Abstract

Abstract Enhanced Co migration in the presence of ethylenediaminetetraacetate (EDTA, referred to below as Y ) at U.S. Department of Energy waste sites may be due to the presence of Co(III)‐ Y rather than Co(II)‐ Y chelates in groundwaters.
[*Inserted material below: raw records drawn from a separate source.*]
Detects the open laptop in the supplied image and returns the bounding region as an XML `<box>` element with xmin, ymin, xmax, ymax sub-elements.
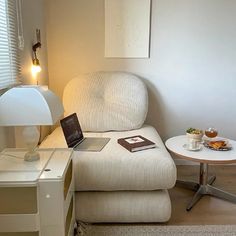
<box><xmin>60</xmin><ymin>113</ymin><xmax>110</xmax><ymax>152</ymax></box>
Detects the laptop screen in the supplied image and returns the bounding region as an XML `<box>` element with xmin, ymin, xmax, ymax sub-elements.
<box><xmin>60</xmin><ymin>113</ymin><xmax>84</xmax><ymax>148</ymax></box>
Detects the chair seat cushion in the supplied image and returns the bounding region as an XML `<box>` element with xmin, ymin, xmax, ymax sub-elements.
<box><xmin>75</xmin><ymin>190</ymin><xmax>171</xmax><ymax>223</ymax></box>
<box><xmin>40</xmin><ymin>125</ymin><xmax>176</xmax><ymax>191</ymax></box>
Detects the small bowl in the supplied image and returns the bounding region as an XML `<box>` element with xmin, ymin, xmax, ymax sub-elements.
<box><xmin>186</xmin><ymin>133</ymin><xmax>203</xmax><ymax>141</ymax></box>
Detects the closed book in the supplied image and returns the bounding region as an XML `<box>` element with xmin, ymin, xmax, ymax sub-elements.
<box><xmin>117</xmin><ymin>135</ymin><xmax>156</xmax><ymax>152</ymax></box>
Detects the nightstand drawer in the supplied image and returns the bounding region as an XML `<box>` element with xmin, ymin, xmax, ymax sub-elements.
<box><xmin>64</xmin><ymin>160</ymin><xmax>73</xmax><ymax>200</ymax></box>
<box><xmin>0</xmin><ymin>148</ymin><xmax>75</xmax><ymax>236</ymax></box>
<box><xmin>0</xmin><ymin>187</ymin><xmax>38</xmax><ymax>214</ymax></box>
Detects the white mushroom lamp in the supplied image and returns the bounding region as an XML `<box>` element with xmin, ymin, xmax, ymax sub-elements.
<box><xmin>0</xmin><ymin>86</ymin><xmax>64</xmax><ymax>161</ymax></box>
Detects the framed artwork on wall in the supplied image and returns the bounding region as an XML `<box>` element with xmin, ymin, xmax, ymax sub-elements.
<box><xmin>105</xmin><ymin>0</ymin><xmax>151</xmax><ymax>58</ymax></box>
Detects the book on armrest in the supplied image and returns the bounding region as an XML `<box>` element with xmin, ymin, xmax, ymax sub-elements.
<box><xmin>117</xmin><ymin>135</ymin><xmax>156</xmax><ymax>152</ymax></box>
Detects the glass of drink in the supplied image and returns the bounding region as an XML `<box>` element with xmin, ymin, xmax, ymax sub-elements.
<box><xmin>205</xmin><ymin>127</ymin><xmax>218</xmax><ymax>139</ymax></box>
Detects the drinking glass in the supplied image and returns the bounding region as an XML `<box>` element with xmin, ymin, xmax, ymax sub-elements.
<box><xmin>205</xmin><ymin>127</ymin><xmax>218</xmax><ymax>140</ymax></box>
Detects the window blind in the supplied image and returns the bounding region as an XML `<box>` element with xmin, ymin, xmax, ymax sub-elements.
<box><xmin>0</xmin><ymin>0</ymin><xmax>20</xmax><ymax>89</ymax></box>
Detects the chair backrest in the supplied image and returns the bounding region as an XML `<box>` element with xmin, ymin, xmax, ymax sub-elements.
<box><xmin>63</xmin><ymin>72</ymin><xmax>148</xmax><ymax>132</ymax></box>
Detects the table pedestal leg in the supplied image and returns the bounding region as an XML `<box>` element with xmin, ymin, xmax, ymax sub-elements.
<box><xmin>176</xmin><ymin>163</ymin><xmax>236</xmax><ymax>211</ymax></box>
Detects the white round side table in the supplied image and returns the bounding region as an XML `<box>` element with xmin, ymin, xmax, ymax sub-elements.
<box><xmin>165</xmin><ymin>135</ymin><xmax>236</xmax><ymax>211</ymax></box>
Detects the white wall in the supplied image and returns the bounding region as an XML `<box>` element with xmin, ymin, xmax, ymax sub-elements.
<box><xmin>0</xmin><ymin>0</ymin><xmax>48</xmax><ymax>151</ymax></box>
<box><xmin>45</xmin><ymin>0</ymin><xmax>236</xmax><ymax>139</ymax></box>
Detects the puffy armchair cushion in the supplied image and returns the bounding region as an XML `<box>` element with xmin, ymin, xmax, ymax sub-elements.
<box><xmin>63</xmin><ymin>72</ymin><xmax>148</xmax><ymax>132</ymax></box>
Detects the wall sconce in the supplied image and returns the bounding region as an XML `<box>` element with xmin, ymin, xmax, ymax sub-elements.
<box><xmin>31</xmin><ymin>29</ymin><xmax>42</xmax><ymax>79</ymax></box>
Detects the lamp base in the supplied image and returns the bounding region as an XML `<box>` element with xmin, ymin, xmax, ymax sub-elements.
<box><xmin>23</xmin><ymin>126</ymin><xmax>40</xmax><ymax>161</ymax></box>
<box><xmin>24</xmin><ymin>151</ymin><xmax>40</xmax><ymax>161</ymax></box>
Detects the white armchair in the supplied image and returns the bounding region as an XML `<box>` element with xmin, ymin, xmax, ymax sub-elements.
<box><xmin>41</xmin><ymin>72</ymin><xmax>176</xmax><ymax>222</ymax></box>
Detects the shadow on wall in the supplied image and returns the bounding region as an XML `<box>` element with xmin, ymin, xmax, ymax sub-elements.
<box><xmin>142</xmin><ymin>78</ymin><xmax>167</xmax><ymax>139</ymax></box>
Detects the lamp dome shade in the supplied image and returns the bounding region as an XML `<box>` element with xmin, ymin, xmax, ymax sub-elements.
<box><xmin>0</xmin><ymin>86</ymin><xmax>64</xmax><ymax>126</ymax></box>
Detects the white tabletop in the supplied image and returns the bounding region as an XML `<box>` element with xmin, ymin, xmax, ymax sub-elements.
<box><xmin>0</xmin><ymin>149</ymin><xmax>54</xmax><ymax>185</ymax></box>
<box><xmin>165</xmin><ymin>135</ymin><xmax>236</xmax><ymax>164</ymax></box>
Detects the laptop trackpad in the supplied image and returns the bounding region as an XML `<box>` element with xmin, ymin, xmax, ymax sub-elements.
<box><xmin>74</xmin><ymin>138</ymin><xmax>110</xmax><ymax>152</ymax></box>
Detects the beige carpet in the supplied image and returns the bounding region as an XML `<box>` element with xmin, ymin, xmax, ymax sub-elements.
<box><xmin>78</xmin><ymin>224</ymin><xmax>236</xmax><ymax>236</ymax></box>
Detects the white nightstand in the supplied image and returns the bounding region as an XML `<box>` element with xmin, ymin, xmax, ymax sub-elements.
<box><xmin>0</xmin><ymin>149</ymin><xmax>75</xmax><ymax>236</ymax></box>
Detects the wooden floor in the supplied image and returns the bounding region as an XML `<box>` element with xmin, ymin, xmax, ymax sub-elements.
<box><xmin>167</xmin><ymin>165</ymin><xmax>236</xmax><ymax>225</ymax></box>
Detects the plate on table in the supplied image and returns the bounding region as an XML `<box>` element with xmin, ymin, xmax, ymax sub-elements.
<box><xmin>183</xmin><ymin>143</ymin><xmax>202</xmax><ymax>152</ymax></box>
<box><xmin>203</xmin><ymin>140</ymin><xmax>232</xmax><ymax>151</ymax></box>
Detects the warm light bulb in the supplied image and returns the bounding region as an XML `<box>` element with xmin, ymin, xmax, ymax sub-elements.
<box><xmin>31</xmin><ymin>65</ymin><xmax>42</xmax><ymax>77</ymax></box>
<box><xmin>31</xmin><ymin>65</ymin><xmax>42</xmax><ymax>74</ymax></box>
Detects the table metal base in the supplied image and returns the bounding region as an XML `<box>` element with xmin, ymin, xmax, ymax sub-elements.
<box><xmin>176</xmin><ymin>163</ymin><xmax>236</xmax><ymax>211</ymax></box>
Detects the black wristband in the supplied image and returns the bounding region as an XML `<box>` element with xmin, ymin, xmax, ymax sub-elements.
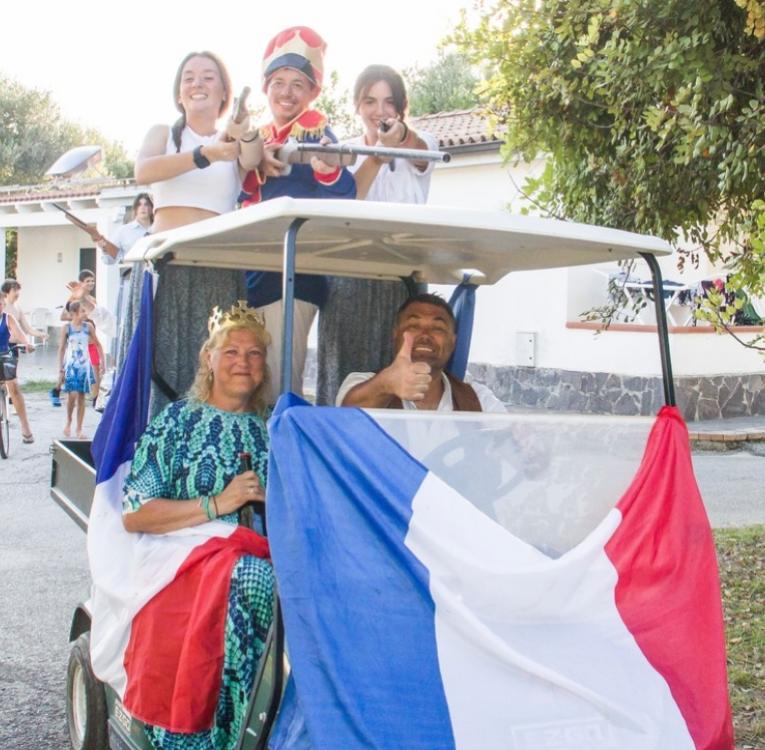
<box><xmin>191</xmin><ymin>146</ymin><xmax>210</xmax><ymax>169</ymax></box>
To examine the implication of this for the attenuation of Co in soils and subsoils, the absorption of equimolar Co and Y by δ‐Al 2 O 3 was examined for ranges of pH (5–9.5), adsorbate concentration (0.2–10 µ M ), adsorbent concentration (0.1–10 g/L), and ionic strength (0.1–0.001 M NaClO 4 ) in the presence of dissolved Al (0.2–10 µ M ) in equilibrium with δ‐Al 2 O 3 . The anionic Co(II)‐ Y and Co(III)‐ Y chelates exhibited ligand‐like adsorption behavior as a function of pH; however, under identical conditions, Co(III)‐ Y adsorption was much less than that of Co(II)‐ Y . Dissolved Al competed with Co(II) for Y and, in both Co(II)‐ Y and Y ‐only experiments, Al‐ Y appeared to adsorb, although the affinity of surface hydroxyls ( X OH) is greater for Co(II)‐ Y than for Al‐ Y . Significant variation in Co(II)‐ Y and Al‐ Y adsorption with ionic strength suggests that there is a major electrostatic contribution to adsorption and supports the hypothesis that these chelates form outer‐sphere complexes (ion pairs) with X OH. Evidence for competition between X OH and Y for the Co(II) occurs only at the highest adsorbent‐to‐adsorbate ratio (10 g/L: 0.5 µ M = Co(II) = Y ), where Co(II)‐ and Co(II)‐ Y adsorption occur simultaneously for pH > 8. Outer‐sphere surface complexes between X OH and the free carboxylate groups of the chelated Al and Co are proposed to describe absorption.